The roundtable will be followed by a book launch and reception with food and drinks, and book sale. Please bring cash to purchase a copy of the book. All proceeds of the book sales will be donated to earthquake survivors in Turkey.

Registration link: https://www.eventbrite.ca/e/activist-affordances-how-disabled-people-improvise-more-livable-worlds-tickets-615841627887

Accessibility information: The roundtable event will be hybrid (Zoom + in person), and ASL interpretation will be provided. The SHIFT center is wheelchair accessible. For in person participants, please note also that masks will be mandatory in the seminar space to keep people safe. The reception and shared food will take place in a separate space, where those in attendance can unmask to eat, drink, and socialize. If you have any other access needs, please email info@accessinthemaking.ca at least ten days prior to the event.

Arseli Dokumaci is an interdisciplinary scholar and media-maker. Her scholarly and creative work lies at the crossovers of disability studies, performance studies and medical anthropology. Arseli is the director of AIM Lab, and the author of Activist Affordances: How Disabled People Improvise More Livable Worlds (Duke UP, 2023). 

Faye Ginsburg is a Professor of Anthropology at NYU Arts and Science, and Co-Chair of the NYU Center for Disability Studies. She is an American anthropologist who has devoted her life to the exploration of different cultures and individuals’ styles of life.

Alison Kafer is the Embrey Associate Professor of Women’s and Gender Studies and English at the University of Texas at Austin, where she also directs the LGBTQ Studies program. She co-edited Crip Genealogies(Duke UP, 2023) with Mel Y. Chen, Julie Avril Minich, and Eunjung Kim, and she is the author of Feminist, Queer, Crip (Indiana, 2013).
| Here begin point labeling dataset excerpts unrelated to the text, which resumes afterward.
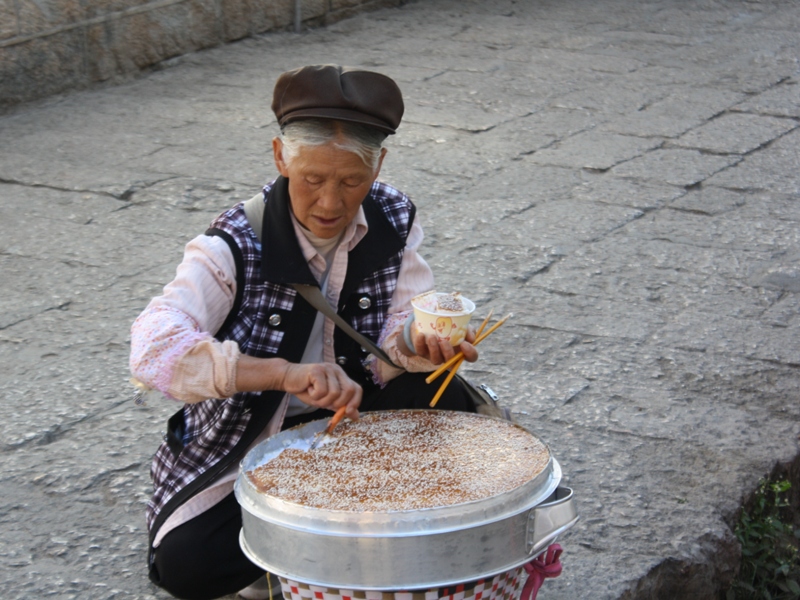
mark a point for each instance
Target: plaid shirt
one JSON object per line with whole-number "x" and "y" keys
{"x": 211, "y": 430}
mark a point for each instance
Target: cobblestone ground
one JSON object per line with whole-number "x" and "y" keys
{"x": 622, "y": 176}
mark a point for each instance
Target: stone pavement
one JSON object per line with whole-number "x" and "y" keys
{"x": 622, "y": 176}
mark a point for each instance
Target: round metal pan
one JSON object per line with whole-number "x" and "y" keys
{"x": 395, "y": 550}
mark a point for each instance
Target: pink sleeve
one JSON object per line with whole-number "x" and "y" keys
{"x": 414, "y": 278}
{"x": 172, "y": 346}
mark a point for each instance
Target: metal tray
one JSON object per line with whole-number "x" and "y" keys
{"x": 395, "y": 550}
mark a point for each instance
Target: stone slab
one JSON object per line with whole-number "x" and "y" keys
{"x": 735, "y": 133}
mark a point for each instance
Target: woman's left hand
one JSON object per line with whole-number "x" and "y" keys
{"x": 437, "y": 351}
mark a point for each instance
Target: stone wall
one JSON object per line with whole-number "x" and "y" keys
{"x": 49, "y": 46}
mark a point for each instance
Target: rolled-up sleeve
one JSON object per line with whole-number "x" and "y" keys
{"x": 173, "y": 348}
{"x": 415, "y": 277}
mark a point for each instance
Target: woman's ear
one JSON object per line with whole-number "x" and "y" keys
{"x": 380, "y": 162}
{"x": 277, "y": 153}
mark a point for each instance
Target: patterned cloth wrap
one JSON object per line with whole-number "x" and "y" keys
{"x": 505, "y": 586}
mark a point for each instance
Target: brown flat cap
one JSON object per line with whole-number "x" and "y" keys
{"x": 341, "y": 93}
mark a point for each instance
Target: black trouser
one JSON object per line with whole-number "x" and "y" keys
{"x": 201, "y": 559}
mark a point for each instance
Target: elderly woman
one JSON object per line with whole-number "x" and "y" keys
{"x": 232, "y": 339}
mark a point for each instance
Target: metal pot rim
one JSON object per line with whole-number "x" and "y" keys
{"x": 381, "y": 524}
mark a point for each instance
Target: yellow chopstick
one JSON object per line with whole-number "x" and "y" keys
{"x": 338, "y": 416}
{"x": 457, "y": 364}
{"x": 460, "y": 355}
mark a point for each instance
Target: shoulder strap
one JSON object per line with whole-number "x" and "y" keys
{"x": 254, "y": 211}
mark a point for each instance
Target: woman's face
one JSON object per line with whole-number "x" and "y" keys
{"x": 326, "y": 185}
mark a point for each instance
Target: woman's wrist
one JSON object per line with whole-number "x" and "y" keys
{"x": 259, "y": 374}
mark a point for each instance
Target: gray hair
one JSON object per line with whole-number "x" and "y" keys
{"x": 362, "y": 140}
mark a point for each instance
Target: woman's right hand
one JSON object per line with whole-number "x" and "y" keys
{"x": 323, "y": 385}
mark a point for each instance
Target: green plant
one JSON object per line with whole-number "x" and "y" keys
{"x": 770, "y": 568}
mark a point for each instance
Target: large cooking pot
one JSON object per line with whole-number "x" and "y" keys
{"x": 398, "y": 550}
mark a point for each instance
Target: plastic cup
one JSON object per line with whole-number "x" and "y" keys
{"x": 447, "y": 325}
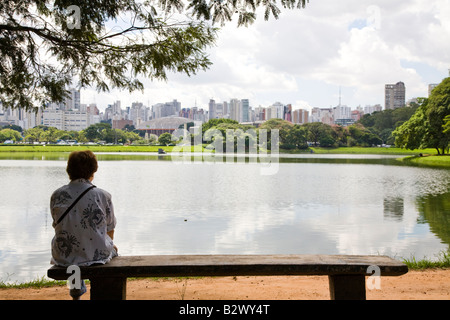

Jonathan Sterne is Professor and James McGill Chair in Culture and Technology in the Department of Art History and Communication Studies at McGill University.  He has written widely on the history of sound and other topics, and is currently at work on projects dealing with signal processing, impairment phenomenology, and recent transformations in musical instruments. Publications include MP3: The Meaning of a Format (Duke UP, 2012), The Sound Studies Reader (Routledge, 2012), The Audible Past: Cultural Origins of Sound Reproduction (Duke UP, 2003).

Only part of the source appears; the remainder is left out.